Волков приставил приклад к плечу:
– Удобно, но надо бы проверить.
– Хилли и Вилли со своим сбродом все до единого проверили, мы весь порох, что у тебя был в чулане, на проверки извели, – поспешил сообщить Скарафаджо. – У мальчишек теперь своя банда, всем им нравятся наши мушкеты, иногда пострелять из них по двадцать человек собиралось.
– И что, хорошая у них банда? – поинтересовался Волков.
– Сопляки, бродяги – сброд, – отвечал Роха. – Хилли и Вилли среди них кажутся матерыми.
Он поглаживал один из мушкетов, кузнец Рудермаер и его женщина сидели молча. Волков знал, чего они ждут.
– Что ж, кузнец, – начал он, – значит, ты хочешь за свою работу три талера с мушкета?
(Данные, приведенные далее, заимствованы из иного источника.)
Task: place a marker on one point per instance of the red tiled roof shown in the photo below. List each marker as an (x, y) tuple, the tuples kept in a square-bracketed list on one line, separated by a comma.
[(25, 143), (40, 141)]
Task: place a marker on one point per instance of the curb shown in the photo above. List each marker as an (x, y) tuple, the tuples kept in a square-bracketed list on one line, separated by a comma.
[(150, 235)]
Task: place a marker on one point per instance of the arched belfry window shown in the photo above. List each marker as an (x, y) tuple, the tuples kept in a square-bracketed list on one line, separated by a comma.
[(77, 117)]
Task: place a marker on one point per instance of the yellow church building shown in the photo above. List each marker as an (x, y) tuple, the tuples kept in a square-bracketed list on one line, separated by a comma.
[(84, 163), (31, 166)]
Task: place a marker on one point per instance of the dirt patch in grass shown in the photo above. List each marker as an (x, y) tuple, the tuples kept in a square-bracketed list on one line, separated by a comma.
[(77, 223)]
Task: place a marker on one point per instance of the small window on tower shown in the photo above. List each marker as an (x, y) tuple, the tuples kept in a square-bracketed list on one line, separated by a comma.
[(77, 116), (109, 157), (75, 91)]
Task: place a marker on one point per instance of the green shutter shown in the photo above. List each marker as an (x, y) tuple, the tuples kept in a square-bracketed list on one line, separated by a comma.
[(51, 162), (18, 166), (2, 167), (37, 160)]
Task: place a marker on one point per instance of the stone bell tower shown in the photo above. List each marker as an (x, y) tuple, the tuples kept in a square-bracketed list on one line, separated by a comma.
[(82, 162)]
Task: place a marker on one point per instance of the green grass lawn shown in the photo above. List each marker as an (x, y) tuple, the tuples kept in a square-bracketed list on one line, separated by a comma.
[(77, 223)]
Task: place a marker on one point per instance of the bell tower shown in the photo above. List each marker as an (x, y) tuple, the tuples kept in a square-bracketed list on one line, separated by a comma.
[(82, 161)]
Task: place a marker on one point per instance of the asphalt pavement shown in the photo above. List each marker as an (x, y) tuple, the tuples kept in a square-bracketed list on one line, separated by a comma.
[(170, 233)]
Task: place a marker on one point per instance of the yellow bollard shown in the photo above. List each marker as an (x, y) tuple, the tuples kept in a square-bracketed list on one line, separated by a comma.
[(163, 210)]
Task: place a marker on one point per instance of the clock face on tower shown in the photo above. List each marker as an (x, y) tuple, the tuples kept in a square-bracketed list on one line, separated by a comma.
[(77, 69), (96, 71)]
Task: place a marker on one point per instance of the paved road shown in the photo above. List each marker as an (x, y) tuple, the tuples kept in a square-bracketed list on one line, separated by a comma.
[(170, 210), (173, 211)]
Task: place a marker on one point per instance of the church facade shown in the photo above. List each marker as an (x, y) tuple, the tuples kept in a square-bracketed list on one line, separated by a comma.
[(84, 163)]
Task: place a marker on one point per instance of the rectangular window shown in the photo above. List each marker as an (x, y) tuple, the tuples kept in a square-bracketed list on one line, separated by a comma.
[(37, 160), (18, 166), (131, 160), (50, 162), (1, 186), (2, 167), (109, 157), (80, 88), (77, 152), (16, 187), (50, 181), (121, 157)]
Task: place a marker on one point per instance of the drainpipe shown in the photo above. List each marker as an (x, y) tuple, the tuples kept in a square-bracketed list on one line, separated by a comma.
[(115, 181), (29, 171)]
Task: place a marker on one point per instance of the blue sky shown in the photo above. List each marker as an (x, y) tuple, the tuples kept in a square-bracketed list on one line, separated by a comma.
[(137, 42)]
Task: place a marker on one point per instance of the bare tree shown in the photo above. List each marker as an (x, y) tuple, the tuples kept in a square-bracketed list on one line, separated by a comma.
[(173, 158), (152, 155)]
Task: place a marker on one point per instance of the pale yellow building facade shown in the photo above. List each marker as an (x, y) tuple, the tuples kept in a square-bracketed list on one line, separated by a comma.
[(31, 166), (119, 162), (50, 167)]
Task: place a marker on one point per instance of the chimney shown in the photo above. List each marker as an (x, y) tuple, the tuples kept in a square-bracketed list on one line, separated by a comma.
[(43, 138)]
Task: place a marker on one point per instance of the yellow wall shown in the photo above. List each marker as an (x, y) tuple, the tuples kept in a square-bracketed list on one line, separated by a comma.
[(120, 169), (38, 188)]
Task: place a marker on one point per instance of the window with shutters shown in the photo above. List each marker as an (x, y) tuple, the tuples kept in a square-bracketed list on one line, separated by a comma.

– Именно так, господин, я работал от рассвета и до заката. Господин Роха подтвердит.
Волков еще раз взял оружие в руки. Да, оно было сделано на совесть. Он согласно покачал головой, отставил мушкет и выложил на стол перед кузнецом четыре золотых.
Это было на шесть талеров меньше, чем просил Рудермаер. Но золото произвело на кузнеца, на его женщину да и на Роху такое впечатление, что поначалу они не смели даже пошевелиться. Только смотрели на желтые кружочки. И уже потом кузнец, осмелев, стал брать гульдены в руки и дал подержать их своей бабе. Та чуть не целовала монеты, так рада была.
Роха тут подвинулся к Волкову, навалился на стол и заговорил заискивающе, дыша чесноком:
– Слушай, Фолькоф. Я тоже вложил в дело немало денег.
– Немало денег? – удивился тот. – И сколько же?
– Да какая разница? – поморщился Скарафаджо. – Это же наше дело, не забывай, это я тебе его предложил.
– Да, я это помню, но мы еще не продали мушкеты. Ни одного не продали. А с кузнецом я расплатился, потому что он свою работу выполнил. А ты будешь ждать, когда у нас пойдет с них прибыль. И тогда только мы посчитаемся и поделим деньги.
Роха тяжко вздохнул, тут ему сказать было нечего, но он не унывал:
– Послушай, Фолькоф, тут дело такое… Надобно мне немного денег. – Он посмотрел, как кузнец и его женщина играются золотыми монетами, как детей их лелеют. И продолжил: – Понимаешь, опять долги, опять кредиторы…
– Ты что, пропил все деньги? У тебя же, когда мы из Ференбурга вернулись, целая куча серебра была.
– Понимаешь, брат-солдат, то да се… Как вода сквозь пальцы.
– Ты пропил все деньги, – сурово повторил Волков.
– Тебе легко говорить, – принялся объяснять Роха, – а у меня уже четверо спиногрызов и жена злобная. С ними разве посидишь дома?! С ними с ума можно сойти!
– Ты, болван, даже шляпу новую купить не смог!
– Ты говоришь, как моя жена! – кривился Роха.